Microsoftはこの脆弱性についていまだ公式コメントを発表していないが、セキュリティ研究者はすでに一時的な防護策を提案している。具体的には、機密データディレクトリへのCopilotのアクセス権限を制限すること、ブラウザのパスワード自動入力機能を無効にすること、そして出所不明のリンクのクリックに細心の注意を払うことなどが挙げられる。
より長期的な視点から見ると、今回の事件はAI業界全体に警鐘を鳴らすものだ。AIアシスタントの「目的整合性(アライメント)」の問題はもはや無視できない。目的整合性とは、AIの行動がユーザーの真の意図と一致していなければならないことを指す。AIが命令の出所がユーザーなのか攻撃者なのかを判別できなければ、セキュリティが重視されるシナリオでの運用はリスクに満ちたものとなる。
また、規制面でも早急な対応が求められる。
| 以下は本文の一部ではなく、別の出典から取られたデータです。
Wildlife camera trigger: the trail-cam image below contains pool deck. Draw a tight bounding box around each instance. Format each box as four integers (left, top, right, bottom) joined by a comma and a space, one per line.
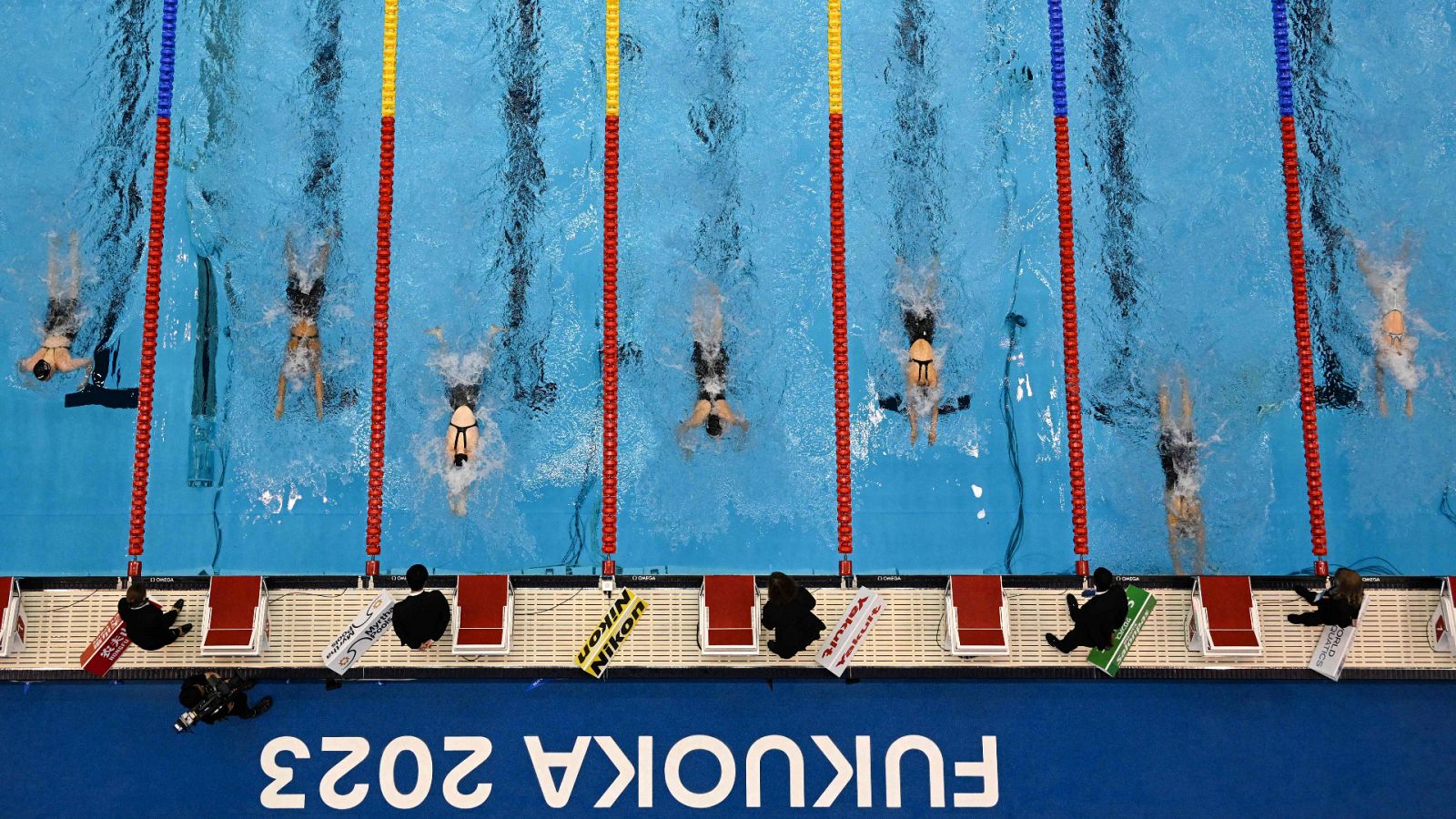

「秘密パラメータ」のようなバックドアが、ユーザーへの十分な周知なしに商業AIプロダクトに組み込まれる可能性があるのかどうか——これらの問いに対しては、企業と規制当局が共同で答えを出さなければならない。自分のAIアシスタントが完全に透明で監査可能であるかどうかを知る権利が、ユーザーにはある。
編集後記:AI時代の「トロイの木馬」に警戒を
古くは「トロイの木馬」、現代は「AIプロンプトインジェクション」。本質的にはどちらも信頼を逆用したものだ——ユーザーはソフトウェアを信頼し、ソフトウェアは入力を信頼する。しかしAI時代には、信頼の連鎖はより長く、よりもろくなっている。今回のCopilot脆弱性はその一端に過ぎず、今後AIアシスタントを標的とした攻撃手法はさらに増えると予想される。ユーザーとして警戒を怠らないことはもちろんだが、テクノロジー企業には強力なAI機能を提供する傍ら、セキュリティ設計を最優先に置くことを望みたい。そうでなければ、AIがもたらす利便性は最終的に、ユーザーのプライバシーを犠牲にする代償で成り立つことになりかねない。